I don't really appreciate the stereotype that people here are more racist and
backwards than in other parts of the country. It actually seems to me that in
many ways we have superior race relations down here. The amount of blacks
living here is much higher than it is in other parts of the country. Most days
when I walk to work I don't see any white people at all.
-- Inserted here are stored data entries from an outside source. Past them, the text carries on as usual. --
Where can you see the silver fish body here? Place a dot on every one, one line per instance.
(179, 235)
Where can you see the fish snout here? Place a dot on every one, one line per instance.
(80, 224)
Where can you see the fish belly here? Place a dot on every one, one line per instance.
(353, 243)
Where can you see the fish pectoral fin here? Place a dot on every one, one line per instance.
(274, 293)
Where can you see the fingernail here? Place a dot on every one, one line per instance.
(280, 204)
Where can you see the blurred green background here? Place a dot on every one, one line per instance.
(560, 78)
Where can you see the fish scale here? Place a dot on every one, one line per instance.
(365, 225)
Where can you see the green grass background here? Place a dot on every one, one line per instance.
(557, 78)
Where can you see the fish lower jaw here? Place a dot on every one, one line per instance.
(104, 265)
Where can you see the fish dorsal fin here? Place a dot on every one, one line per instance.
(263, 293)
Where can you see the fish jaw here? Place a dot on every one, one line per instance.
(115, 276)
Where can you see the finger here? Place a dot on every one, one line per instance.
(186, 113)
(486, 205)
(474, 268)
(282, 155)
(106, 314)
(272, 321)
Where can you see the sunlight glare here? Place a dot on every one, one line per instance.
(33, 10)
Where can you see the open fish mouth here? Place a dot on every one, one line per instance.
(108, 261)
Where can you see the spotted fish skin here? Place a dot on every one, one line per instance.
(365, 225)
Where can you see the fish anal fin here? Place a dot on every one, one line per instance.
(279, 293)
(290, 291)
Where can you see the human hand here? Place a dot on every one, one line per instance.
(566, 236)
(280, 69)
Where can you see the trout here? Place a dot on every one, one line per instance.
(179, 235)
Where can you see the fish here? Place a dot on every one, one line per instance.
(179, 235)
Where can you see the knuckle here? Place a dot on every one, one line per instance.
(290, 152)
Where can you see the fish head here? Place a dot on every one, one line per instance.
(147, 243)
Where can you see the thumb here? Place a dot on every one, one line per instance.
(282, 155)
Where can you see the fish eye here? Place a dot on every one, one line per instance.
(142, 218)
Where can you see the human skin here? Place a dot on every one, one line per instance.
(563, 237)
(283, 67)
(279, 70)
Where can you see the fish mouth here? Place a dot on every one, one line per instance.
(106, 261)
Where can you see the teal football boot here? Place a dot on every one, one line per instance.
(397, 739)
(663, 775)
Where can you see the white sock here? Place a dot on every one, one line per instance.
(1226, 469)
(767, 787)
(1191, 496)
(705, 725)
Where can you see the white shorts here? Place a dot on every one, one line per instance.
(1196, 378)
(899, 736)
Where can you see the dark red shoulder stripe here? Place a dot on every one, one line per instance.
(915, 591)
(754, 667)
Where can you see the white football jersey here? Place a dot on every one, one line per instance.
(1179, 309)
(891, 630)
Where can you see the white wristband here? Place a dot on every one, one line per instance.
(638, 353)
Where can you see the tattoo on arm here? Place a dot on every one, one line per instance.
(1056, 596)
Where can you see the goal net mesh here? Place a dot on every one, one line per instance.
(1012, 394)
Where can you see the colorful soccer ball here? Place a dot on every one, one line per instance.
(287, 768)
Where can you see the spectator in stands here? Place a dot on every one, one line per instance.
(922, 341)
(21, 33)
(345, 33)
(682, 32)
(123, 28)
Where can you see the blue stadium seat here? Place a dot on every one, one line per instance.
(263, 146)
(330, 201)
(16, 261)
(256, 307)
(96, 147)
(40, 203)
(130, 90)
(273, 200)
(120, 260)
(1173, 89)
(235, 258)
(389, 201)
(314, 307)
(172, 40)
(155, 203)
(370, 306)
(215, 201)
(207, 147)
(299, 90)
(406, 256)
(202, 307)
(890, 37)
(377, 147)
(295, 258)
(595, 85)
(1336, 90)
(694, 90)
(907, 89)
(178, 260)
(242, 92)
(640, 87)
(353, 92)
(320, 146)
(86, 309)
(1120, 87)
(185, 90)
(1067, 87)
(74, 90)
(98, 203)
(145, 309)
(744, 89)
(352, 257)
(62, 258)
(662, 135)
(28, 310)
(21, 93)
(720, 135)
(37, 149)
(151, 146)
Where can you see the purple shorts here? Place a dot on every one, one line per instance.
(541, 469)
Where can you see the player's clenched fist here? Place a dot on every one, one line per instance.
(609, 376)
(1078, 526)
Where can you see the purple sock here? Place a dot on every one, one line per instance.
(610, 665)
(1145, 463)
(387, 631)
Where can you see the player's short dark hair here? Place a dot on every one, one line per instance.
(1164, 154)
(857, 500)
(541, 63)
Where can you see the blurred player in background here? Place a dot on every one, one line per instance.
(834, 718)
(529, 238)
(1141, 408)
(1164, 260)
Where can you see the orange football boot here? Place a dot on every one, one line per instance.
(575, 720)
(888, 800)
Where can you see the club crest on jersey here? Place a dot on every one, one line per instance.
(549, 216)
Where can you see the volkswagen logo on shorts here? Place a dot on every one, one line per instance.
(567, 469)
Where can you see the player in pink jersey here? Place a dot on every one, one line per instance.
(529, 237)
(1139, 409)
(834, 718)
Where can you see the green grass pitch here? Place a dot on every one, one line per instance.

You notice that when
there are race riots and events of racial tension they never occur in the
south?

I think the fear that a black person would have some sort of wild racist
encounter down here is misplaced.

------
LyndsySimon
> They took to heart several recommendations gleaned from the conversation,
> including that they should bypass Harrison, an Arkansas town with a long
> history of KKK activity.

I live in Harrison, AR - in fact, I just moved back here after spending five
years in Charlottesville, VA.

You're far more likely to be harassed for having a Hillary sticker on the back
of your car than for the color of your skin.

------
dave_f
I'm a white guy that prefers not to travel through the inner city, because of
what might happen to me there. Let's stop pretending that this is a one-way
street.

------
RickJWag
Are we to infer that racism is less prevalent in urban America?

Oddly, I read not long ago that the most segregated schools in America are in
New York city.

------
DanBC
The full title is _From the Green Book to Facebook, how black people still
need to outwit racists in rural America_.

EDIT: The given title is too long to fit the 80 character limit. And I suck at
picking new titles. Sorry.